The line between Disney’s staging of the 2011 Aladdin production above and late-nineteenth-century fairytale pantomimes is an interesting one. It involves an important detour into musical comedy. The connections also relate to spectacular staging, electric-based technologies, but most of all it involves metaphors arising folk stories, fairy tales and religious symbolism. The performances were always localised which meant they were always created to relate to the geographic context in which they were staged. The pantomimes were synectic, that is, they had the ability to offer audiences a way of creatively solving huge problems and overcoming great anxieties.
The term ‘arrangement’ was used to describe how pantomime stories used the same myths, legends, fairy tales and folklore over and over again, arranged in different ways. The novelty of the arrangements was advertised in the long titles for productions, sometimes containing three or four subtitles. This, too, was part of the fun of making jokes for pantomime’s audience.
- ALADDIN AND THE WONDERFUL LAMP, New Theatre Royal, Middlesborough, 1900
- ALADDIN, OR, THE SCAMP, THE LAMP, THE TRAMP, Theatre Royal, Drury Lane, 1885
- ALADDIN, Theatre Royal, Sydney, 1882
- ALADDIN; OR HARLEQUIN THE WONDERFUL RING, THE WONDERFUL LAMP, AND THE PRETTY YOUNG MAIDEN WHO LOVED A GREAT SCAMP, THE FUNNY OLD DAME, AND THE LATEST EDITION, OF THE MUSICAL, MODEL AND MYSTIC MAGICIAN, Theatre Royal, Adelaide, 1875
- ALADDIN OR, THE WONDERFUL SCAMP, New Albion Theatre, Poplar, 1873
- ALADDIN AND THE LAMP, OR, THE WIZARD, THE RING AND THE SCAMP, Theatre Royal, Hobart, 1870
- HARLEQUIN ALADDIN; OR, THE GOOD FAIRY AND THE MAGICIAN, The Royal English Opera, Covent Garden, 1865
- ALADDIN AND THE WONDERFUL LAMP, OR, HARLEQUIN AND THE FLYING PALACE, Royal Victoria, Sydney 1861
- ALADDIN, THE WONDERFUL SCAMP, OR, HARLEQUIN CHIN SING FOO! THE CHARM OF PEKIN! AND THE MAGIC LAMP! AND THE SLAVE OF THE ENCHANTED RING, Royal Victoria, Sydney 1858
- HARLEQUIN ALADDIN, AND THE WONDERFUL LAMP, OR THE GENII OF THE RING, Theatre Royal, Sydney 1837.
Creating Novelty
Aladdin was frequently staged as a pantomime subject throughout the 19th-century. The advertisement above shows an early Aladdin production in Sydney in the 1830s.
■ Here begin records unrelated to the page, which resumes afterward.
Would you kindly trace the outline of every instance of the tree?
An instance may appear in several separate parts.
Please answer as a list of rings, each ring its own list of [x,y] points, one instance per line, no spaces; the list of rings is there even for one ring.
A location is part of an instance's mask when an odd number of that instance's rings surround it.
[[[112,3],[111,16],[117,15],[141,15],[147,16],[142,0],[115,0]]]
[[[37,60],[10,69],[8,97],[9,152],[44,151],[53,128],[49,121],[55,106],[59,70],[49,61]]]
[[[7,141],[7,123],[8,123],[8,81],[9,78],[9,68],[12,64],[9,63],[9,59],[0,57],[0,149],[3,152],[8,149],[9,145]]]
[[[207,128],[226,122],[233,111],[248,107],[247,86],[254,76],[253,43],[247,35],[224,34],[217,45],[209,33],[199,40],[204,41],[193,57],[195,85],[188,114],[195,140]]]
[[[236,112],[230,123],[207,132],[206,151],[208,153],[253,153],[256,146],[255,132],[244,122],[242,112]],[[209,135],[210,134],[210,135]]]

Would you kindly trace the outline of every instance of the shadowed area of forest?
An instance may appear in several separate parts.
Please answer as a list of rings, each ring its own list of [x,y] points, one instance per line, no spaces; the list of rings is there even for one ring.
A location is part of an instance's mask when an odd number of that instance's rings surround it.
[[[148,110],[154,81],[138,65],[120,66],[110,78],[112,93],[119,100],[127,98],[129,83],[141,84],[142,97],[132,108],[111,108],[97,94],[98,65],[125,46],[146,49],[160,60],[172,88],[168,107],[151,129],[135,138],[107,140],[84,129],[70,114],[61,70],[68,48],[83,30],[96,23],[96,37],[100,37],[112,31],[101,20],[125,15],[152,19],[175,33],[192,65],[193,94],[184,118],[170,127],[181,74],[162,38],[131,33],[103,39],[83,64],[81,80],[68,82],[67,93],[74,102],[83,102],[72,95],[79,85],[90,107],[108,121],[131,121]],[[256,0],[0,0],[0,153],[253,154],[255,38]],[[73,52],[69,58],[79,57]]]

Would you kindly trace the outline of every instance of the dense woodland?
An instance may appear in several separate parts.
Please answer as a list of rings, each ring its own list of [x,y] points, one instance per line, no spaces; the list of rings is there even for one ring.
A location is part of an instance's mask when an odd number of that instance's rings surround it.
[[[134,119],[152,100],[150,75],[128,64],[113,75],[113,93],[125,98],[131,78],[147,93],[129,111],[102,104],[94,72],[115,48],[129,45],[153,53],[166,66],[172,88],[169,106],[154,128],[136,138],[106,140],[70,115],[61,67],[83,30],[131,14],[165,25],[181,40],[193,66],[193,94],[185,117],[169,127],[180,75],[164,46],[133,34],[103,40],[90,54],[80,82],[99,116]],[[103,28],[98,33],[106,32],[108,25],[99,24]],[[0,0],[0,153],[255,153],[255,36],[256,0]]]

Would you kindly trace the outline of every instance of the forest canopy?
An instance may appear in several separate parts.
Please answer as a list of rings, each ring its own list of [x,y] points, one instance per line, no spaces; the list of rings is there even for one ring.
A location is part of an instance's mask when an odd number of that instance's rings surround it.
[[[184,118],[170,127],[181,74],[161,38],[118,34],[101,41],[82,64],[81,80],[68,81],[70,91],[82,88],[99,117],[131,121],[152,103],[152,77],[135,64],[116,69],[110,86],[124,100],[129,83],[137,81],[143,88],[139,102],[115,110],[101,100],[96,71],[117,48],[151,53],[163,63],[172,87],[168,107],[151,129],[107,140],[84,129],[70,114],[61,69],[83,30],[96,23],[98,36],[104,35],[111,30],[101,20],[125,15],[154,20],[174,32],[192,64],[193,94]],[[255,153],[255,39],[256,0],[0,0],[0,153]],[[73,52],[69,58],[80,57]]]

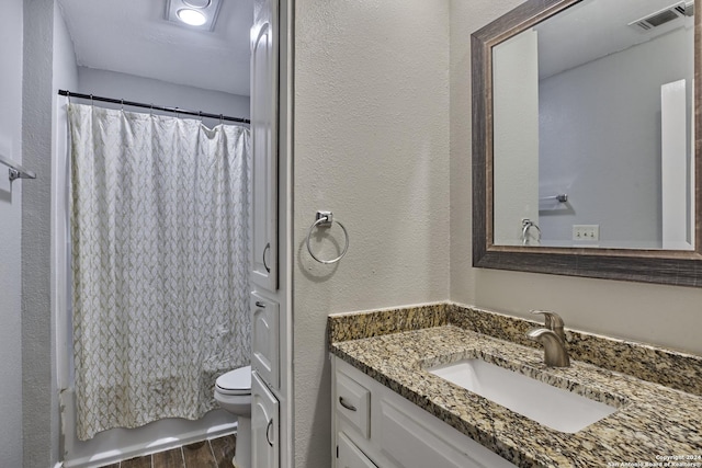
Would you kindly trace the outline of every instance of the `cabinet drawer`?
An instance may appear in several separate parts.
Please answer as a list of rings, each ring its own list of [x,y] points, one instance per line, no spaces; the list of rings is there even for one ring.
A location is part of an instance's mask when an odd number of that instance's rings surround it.
[[[280,307],[251,293],[251,367],[274,390],[280,389]]]
[[[371,436],[371,392],[343,372],[337,372],[336,375],[337,414],[348,420],[363,437],[369,438]]]

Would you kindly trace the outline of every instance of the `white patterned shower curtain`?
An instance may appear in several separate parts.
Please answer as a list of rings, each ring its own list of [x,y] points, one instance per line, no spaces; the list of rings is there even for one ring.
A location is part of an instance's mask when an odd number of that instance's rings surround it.
[[[77,433],[214,408],[249,364],[249,130],[69,104]]]

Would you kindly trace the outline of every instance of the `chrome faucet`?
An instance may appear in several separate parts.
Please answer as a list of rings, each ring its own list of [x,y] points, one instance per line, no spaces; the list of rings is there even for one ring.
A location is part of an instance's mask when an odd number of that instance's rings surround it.
[[[544,363],[548,367],[568,367],[570,358],[566,350],[566,334],[563,331],[563,319],[554,312],[532,310],[533,315],[543,315],[544,328],[530,330],[526,338],[541,343],[544,346]]]

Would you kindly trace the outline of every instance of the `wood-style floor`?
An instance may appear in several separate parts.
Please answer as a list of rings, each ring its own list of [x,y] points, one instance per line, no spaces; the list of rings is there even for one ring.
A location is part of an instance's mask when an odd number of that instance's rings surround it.
[[[231,468],[236,444],[235,435],[225,435],[102,468]]]

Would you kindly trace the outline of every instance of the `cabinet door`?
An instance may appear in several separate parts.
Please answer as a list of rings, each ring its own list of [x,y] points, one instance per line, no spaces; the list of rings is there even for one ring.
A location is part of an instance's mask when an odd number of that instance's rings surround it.
[[[340,432],[337,436],[337,468],[377,468],[353,442]]]
[[[251,293],[251,366],[275,390],[280,390],[280,307]]]
[[[256,0],[251,27],[251,281],[278,289],[278,1]]]
[[[251,467],[279,468],[279,403],[256,372],[251,373]]]

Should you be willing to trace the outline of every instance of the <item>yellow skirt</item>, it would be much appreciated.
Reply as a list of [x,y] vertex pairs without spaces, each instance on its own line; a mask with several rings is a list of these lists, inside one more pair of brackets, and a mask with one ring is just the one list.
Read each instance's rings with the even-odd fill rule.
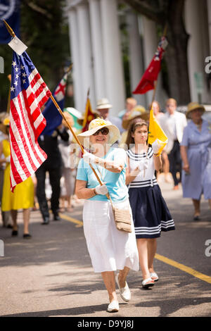
[[11,209],[27,209],[34,206],[34,183],[30,177],[18,184],[12,193],[10,182],[10,164],[4,170],[4,185],[1,199],[2,211]]

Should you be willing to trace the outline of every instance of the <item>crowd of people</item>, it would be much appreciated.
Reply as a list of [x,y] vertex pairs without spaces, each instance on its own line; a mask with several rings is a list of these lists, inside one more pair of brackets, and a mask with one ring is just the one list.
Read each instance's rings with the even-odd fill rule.
[[[149,111],[168,138],[161,155],[148,143]],[[118,311],[115,282],[122,299],[129,301],[131,292],[127,282],[130,269],[142,272],[142,286],[154,286],[159,280],[153,268],[157,238],[162,231],[174,230],[174,222],[159,187],[162,171],[165,180],[172,180],[172,189],[181,182],[183,196],[193,201],[193,220],[200,217],[203,194],[211,208],[211,129],[202,115],[203,106],[192,102],[184,114],[177,101],[168,99],[161,111],[156,101],[148,110],[137,105],[134,98],[126,100],[125,109],[117,117],[111,115],[112,105],[98,100],[96,118],[84,132],[76,132],[84,147],[81,158],[75,158],[75,143],[65,121],[51,136],[42,135],[38,142],[47,159],[33,177],[10,189],[9,118],[0,118],[0,193],[4,226],[18,235],[17,213],[23,209],[23,237],[29,231],[31,210],[37,201],[43,225],[49,225],[49,210],[53,220],[60,220],[60,212],[72,211],[72,197],[84,201],[84,232],[95,273],[101,273],[108,291],[108,312]],[[70,125],[74,120],[65,115]],[[77,160],[75,162],[75,160]],[[101,182],[99,184],[96,173]],[[46,178],[46,173],[48,174]],[[46,196],[46,179],[51,196]],[[130,231],[116,226],[115,211],[128,213]],[[11,215],[11,223],[8,220]]]

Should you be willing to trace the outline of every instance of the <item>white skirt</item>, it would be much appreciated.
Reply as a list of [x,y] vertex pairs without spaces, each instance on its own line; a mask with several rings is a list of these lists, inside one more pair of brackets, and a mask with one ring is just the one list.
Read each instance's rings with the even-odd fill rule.
[[86,200],[83,210],[84,232],[95,273],[122,270],[124,266],[139,270],[139,254],[129,200],[113,204],[119,208],[128,206],[132,232],[116,228],[110,202]]

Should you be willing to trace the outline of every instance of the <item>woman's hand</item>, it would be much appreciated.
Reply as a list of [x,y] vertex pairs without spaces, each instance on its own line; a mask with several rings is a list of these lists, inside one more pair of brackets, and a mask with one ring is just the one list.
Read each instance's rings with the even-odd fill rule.
[[184,164],[182,168],[186,173],[190,173],[190,167],[188,163]]
[[138,168],[140,171],[145,170],[148,169],[149,165],[149,160],[148,158],[144,158],[141,160],[138,166]]
[[106,184],[103,185],[98,185],[95,187],[95,192],[97,194],[106,195],[108,193],[108,189]]
[[84,151],[84,153],[83,154],[83,158],[86,163],[95,163],[98,159],[98,158],[96,158],[94,155],[87,151]]
[[10,162],[11,162],[11,156],[10,155],[8,156],[7,156],[6,158],[5,158],[5,162],[6,163],[10,163]]

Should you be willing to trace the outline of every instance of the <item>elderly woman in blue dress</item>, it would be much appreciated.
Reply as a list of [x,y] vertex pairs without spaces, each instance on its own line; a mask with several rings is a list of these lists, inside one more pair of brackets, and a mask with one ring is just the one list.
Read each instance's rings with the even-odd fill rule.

The Wikipedia entry on the tale informs us that it is in The Book of One Thousand and One Nights (“The Arabian Nights”), but it was not part of the original Arabic text. Rather, it was added in the 18th century by the Frenchman Antoine Galland. He heard it from a Syrian storyteller in Aleppo. There are many puzzling mixing up of Asian and Middle Eastern references related to the story, but the central theme of the story remains unchanged: a young man who outwits conniving thieves who plan to send him to his death to rescue a magic lamp, the key to the entrance of a huge deposit of wealth and riches. Of course, he wins the riches for himself and proves himself as a street-smart Arlecchino… hence Harlequin Aladdin.
Challenging Gender, Race and Class
We should remember that Aladdin is played as a ‘pantomime boy’, that is, ‘he’ is a cross-dressed woman with shapely legs, who has the part because she is the star attraction for the production. For example, the image on the right is of Vesta Tilley, one of the UK’s most celebrated ‘pantomime boys’.
Pantomimes presented a ‘mythical’ and exotic ‘oriental’ setting. However, the characters, regardless of the ethnic origins, all pursued perfect wedded bliss and unlimited wealth. Productions of Aladdin usually began in a humble village with its cottages and the lowly domestic settings of the Widow Twankey’s laundry. The village contrasted with the opulence of the imperial palace which the poor Widow and Aladdin would one day get access to. Aladdin’s falling in love with the princess was the solution for the ambitious characters who wanted to find a way around class divisions. In this sense, it doesn’t matter that Aladdin is Chinese because what really matters more is that ‘he’ becomes fabulously rich.